Alessandri L M, Read A W, Dawes V P, Cooke C T, Margolius K A, Cadden G A
Institute for Child Health Research, West Perth, Western Australia.
Paediatr Perinat Epidemiol. 1995 Oct;9(4):406-19. doi: 10.1111/j.1365-3016.1995.tb00164.x.
Previous research showed that the sudden infant death syndrome (SIDS) rate for Aboriginal infants significantly increased during the 1980s in Western Australia (WA) and raised the possibility of a diagnostic transfer of Aboriginal infant deaths from other causes to SIDS over this period.
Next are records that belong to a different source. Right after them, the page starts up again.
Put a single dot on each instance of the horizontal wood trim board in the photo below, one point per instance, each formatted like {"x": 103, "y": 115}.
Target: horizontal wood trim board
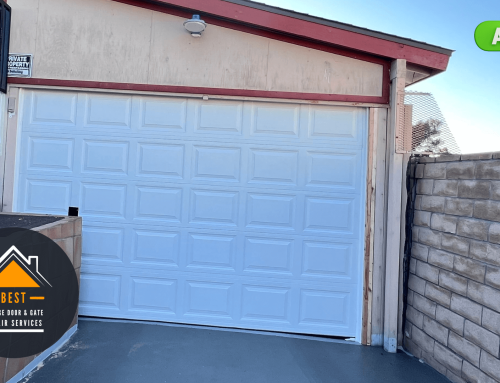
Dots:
{"x": 197, "y": 90}
{"x": 259, "y": 19}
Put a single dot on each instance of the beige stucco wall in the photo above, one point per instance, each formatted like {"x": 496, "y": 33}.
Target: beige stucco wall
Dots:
{"x": 101, "y": 40}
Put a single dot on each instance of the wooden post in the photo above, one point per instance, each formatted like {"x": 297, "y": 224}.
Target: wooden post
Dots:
{"x": 369, "y": 227}
{"x": 395, "y": 175}
{"x": 10, "y": 153}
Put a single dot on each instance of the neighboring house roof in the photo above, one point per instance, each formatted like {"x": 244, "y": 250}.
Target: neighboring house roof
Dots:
{"x": 427, "y": 58}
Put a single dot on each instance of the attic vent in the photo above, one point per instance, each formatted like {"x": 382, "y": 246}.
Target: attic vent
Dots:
{"x": 421, "y": 126}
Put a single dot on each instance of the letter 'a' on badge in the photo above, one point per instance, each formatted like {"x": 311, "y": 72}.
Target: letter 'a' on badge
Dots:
{"x": 487, "y": 36}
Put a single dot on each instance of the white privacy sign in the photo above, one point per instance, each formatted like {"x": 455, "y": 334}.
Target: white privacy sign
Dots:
{"x": 20, "y": 65}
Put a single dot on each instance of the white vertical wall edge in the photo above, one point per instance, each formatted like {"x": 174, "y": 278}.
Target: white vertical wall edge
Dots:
{"x": 395, "y": 175}
{"x": 380, "y": 199}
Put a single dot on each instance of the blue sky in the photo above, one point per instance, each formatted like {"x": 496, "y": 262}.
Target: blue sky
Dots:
{"x": 468, "y": 93}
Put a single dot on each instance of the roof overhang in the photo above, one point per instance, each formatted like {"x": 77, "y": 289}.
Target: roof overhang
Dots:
{"x": 426, "y": 59}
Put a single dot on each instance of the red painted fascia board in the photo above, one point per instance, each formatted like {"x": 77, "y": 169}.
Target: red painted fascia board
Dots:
{"x": 196, "y": 90}
{"x": 309, "y": 30}
{"x": 385, "y": 63}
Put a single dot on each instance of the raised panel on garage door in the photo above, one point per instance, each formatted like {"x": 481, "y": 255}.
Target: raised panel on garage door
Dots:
{"x": 224, "y": 213}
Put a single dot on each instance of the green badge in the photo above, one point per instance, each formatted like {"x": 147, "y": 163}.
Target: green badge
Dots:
{"x": 487, "y": 36}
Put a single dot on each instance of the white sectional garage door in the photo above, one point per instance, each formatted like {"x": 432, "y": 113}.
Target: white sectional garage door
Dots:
{"x": 226, "y": 213}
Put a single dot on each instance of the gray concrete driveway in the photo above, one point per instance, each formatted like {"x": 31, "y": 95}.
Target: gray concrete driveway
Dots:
{"x": 135, "y": 352}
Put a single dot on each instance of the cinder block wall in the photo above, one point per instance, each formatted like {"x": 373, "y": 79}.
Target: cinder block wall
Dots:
{"x": 453, "y": 315}
{"x": 67, "y": 233}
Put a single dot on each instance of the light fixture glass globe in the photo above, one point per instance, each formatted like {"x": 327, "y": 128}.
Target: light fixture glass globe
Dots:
{"x": 195, "y": 25}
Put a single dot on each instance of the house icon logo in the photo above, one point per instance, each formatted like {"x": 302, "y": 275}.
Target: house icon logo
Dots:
{"x": 38, "y": 292}
{"x": 17, "y": 271}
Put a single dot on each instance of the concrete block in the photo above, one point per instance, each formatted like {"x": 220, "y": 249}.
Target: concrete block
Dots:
{"x": 491, "y": 320}
{"x": 460, "y": 170}
{"x": 483, "y": 338}
{"x": 419, "y": 171}
{"x": 448, "y": 158}
{"x": 488, "y": 170}
{"x": 426, "y": 160}
{"x": 451, "y": 320}
{"x": 464, "y": 348}
{"x": 474, "y": 375}
{"x": 466, "y": 308}
{"x": 422, "y": 218}
{"x": 435, "y": 330}
{"x": 419, "y": 251}
{"x": 489, "y": 210}
{"x": 484, "y": 295}
{"x": 438, "y": 294}
{"x": 441, "y": 259}
{"x": 476, "y": 156}
{"x": 413, "y": 265}
{"x": 418, "y": 201}
{"x": 493, "y": 277}
{"x": 494, "y": 235}
{"x": 424, "y": 305}
{"x": 434, "y": 204}
{"x": 425, "y": 186}
{"x": 429, "y": 237}
{"x": 444, "y": 223}
{"x": 454, "y": 378}
{"x": 453, "y": 282}
{"x": 416, "y": 284}
{"x": 415, "y": 317}
{"x": 485, "y": 252}
{"x": 490, "y": 365}
{"x": 435, "y": 171}
{"x": 429, "y": 359}
{"x": 495, "y": 190}
{"x": 455, "y": 244}
{"x": 410, "y": 297}
{"x": 447, "y": 188}
{"x": 408, "y": 328}
{"x": 427, "y": 272}
{"x": 447, "y": 358}
{"x": 459, "y": 206}
{"x": 422, "y": 340}
{"x": 412, "y": 348}
{"x": 469, "y": 268}
{"x": 474, "y": 189}
{"x": 473, "y": 228}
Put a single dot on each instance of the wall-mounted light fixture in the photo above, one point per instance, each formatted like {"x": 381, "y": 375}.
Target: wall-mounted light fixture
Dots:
{"x": 195, "y": 26}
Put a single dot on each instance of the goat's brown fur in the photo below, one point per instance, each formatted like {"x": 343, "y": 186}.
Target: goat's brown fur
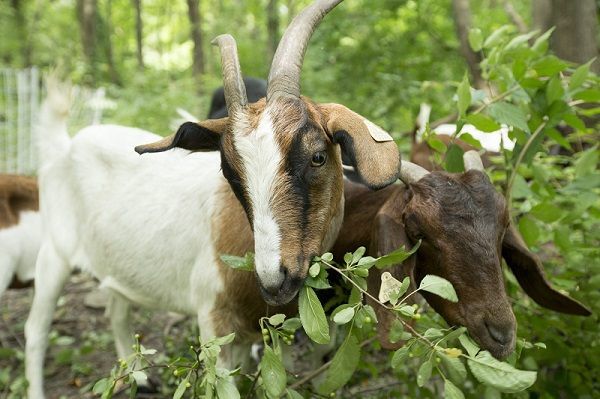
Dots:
{"x": 17, "y": 194}
{"x": 464, "y": 227}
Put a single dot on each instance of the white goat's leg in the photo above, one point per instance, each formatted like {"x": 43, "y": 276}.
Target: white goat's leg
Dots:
{"x": 118, "y": 310}
{"x": 51, "y": 274}
{"x": 7, "y": 272}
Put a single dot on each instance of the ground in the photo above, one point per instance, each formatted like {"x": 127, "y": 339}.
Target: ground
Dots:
{"x": 81, "y": 350}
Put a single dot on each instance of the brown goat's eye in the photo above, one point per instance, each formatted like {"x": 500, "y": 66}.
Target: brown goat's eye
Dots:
{"x": 319, "y": 158}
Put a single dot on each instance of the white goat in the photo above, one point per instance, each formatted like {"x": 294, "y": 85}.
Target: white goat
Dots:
{"x": 151, "y": 228}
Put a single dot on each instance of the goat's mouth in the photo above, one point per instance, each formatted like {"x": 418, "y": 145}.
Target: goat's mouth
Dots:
{"x": 283, "y": 294}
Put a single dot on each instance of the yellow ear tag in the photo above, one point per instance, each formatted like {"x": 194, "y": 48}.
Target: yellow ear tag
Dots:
{"x": 388, "y": 285}
{"x": 377, "y": 133}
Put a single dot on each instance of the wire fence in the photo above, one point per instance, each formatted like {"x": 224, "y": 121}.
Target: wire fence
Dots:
{"x": 20, "y": 95}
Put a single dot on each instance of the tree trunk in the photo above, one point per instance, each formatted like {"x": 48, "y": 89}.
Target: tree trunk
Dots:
{"x": 462, "y": 22}
{"x": 137, "y": 4}
{"x": 21, "y": 25}
{"x": 272, "y": 28}
{"x": 196, "y": 32}
{"x": 86, "y": 15}
{"x": 110, "y": 59}
{"x": 576, "y": 27}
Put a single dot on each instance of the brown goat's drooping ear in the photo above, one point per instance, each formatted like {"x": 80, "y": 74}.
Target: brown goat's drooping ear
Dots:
{"x": 529, "y": 272}
{"x": 368, "y": 148}
{"x": 201, "y": 136}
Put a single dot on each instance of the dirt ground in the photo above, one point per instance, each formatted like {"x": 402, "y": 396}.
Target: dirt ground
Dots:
{"x": 81, "y": 347}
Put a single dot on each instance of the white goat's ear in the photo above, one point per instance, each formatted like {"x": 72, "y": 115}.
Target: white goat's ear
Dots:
{"x": 201, "y": 136}
{"x": 365, "y": 146}
{"x": 529, "y": 272}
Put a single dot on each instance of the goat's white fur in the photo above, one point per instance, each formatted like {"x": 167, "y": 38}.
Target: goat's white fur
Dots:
{"x": 140, "y": 224}
{"x": 19, "y": 246}
{"x": 261, "y": 160}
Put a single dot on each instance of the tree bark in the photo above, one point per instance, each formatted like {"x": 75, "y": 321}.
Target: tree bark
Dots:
{"x": 196, "y": 33}
{"x": 272, "y": 28}
{"x": 86, "y": 15}
{"x": 576, "y": 28}
{"x": 139, "y": 40}
{"x": 462, "y": 22}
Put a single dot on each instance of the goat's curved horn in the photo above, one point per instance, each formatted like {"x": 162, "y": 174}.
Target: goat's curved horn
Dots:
{"x": 411, "y": 173}
{"x": 472, "y": 161}
{"x": 233, "y": 84}
{"x": 284, "y": 76}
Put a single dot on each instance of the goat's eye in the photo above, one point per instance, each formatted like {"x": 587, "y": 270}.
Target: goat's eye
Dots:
{"x": 318, "y": 158}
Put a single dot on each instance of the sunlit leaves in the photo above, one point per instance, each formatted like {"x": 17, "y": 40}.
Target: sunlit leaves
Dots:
{"x": 500, "y": 375}
{"x": 312, "y": 316}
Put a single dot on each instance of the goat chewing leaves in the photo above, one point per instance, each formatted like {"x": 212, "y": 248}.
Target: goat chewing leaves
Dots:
{"x": 245, "y": 263}
{"x": 439, "y": 286}
{"x": 500, "y": 375}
Here, therefore we review the pathology of SIDS and other sudden and unexpected deaths in infancy (SUDI) for Aboriginal and non-Aboriginal infants in WA between 1980 and 1988. The aim was to investigate whether there had been differences in the diagnosis and/or classification of SIDS according to whether the infants were Aboriginal or non-Aboriginal. The study population comprised: (1) all Aboriginal cases of SIDS and other SUDI between 1980 and 1988, and (2) corresponding random samples of non-Aboriginal cases. A two-stage process was employed for the review. First, histology slides were reviewed for each case where the aboriginality of the infant was Aboriginal and the original cause of death were unknown to the pathologists. Second, all paper records (i.e. death scene investigations, laboratory tests and medical reports) except for the original cause of death information were reviewed by the pathologists. The results showed that there was excellent agreement between the final review diagnosis and the original diagnosis for both Aboriginal and non-Aboriginal SUDI. Thus, there was no evidence for a diagnostic shift among Aboriginal infant deaths and the review supported the observed increase in the SIDS rate for Aboriginal infants.
先前的研究表明,20世纪80年代西澳大利亚州(WA)原住民婴儿的婴儿猝死综合征(SIDS)发生率显著上升,这增加了在此期间原住民婴儿死亡原因从其他原因诊断为SIDS的可能性。因此,我们在此回顾1980年至1988年间西澳大利亚州原住民和非原住民婴儿SIDS及其他婴儿期突然意外死亡(SUDI)的病理学情况。目的是调查根据婴儿是原住民还是非原住民,SIDS的诊断和/或分类是否存在差异。研究人群包括:(1)1980年至1988年间所有原住民SIDS和其他SUDI病例,以及(2)相应的非原住民病例随机样本。回顾采用两阶段流程。首先,对婴儿为原住民且病理学家不知其原死亡原因的每个病例的组织学切片进行回顾。其次,病理学家对除原死亡原因信息外的所有纸质记录(即死亡现场调查、实验室检查和医学报告)进行回顾。结果表明,对于原住民和非原住民SUDI,最终回顾诊断与原诊断之间具有高度一致性。因此,没有证据表明原住民婴儿死亡存在诊断转变,且该回顾支持了观察到的原住民婴儿SIDS发生率上升的情况。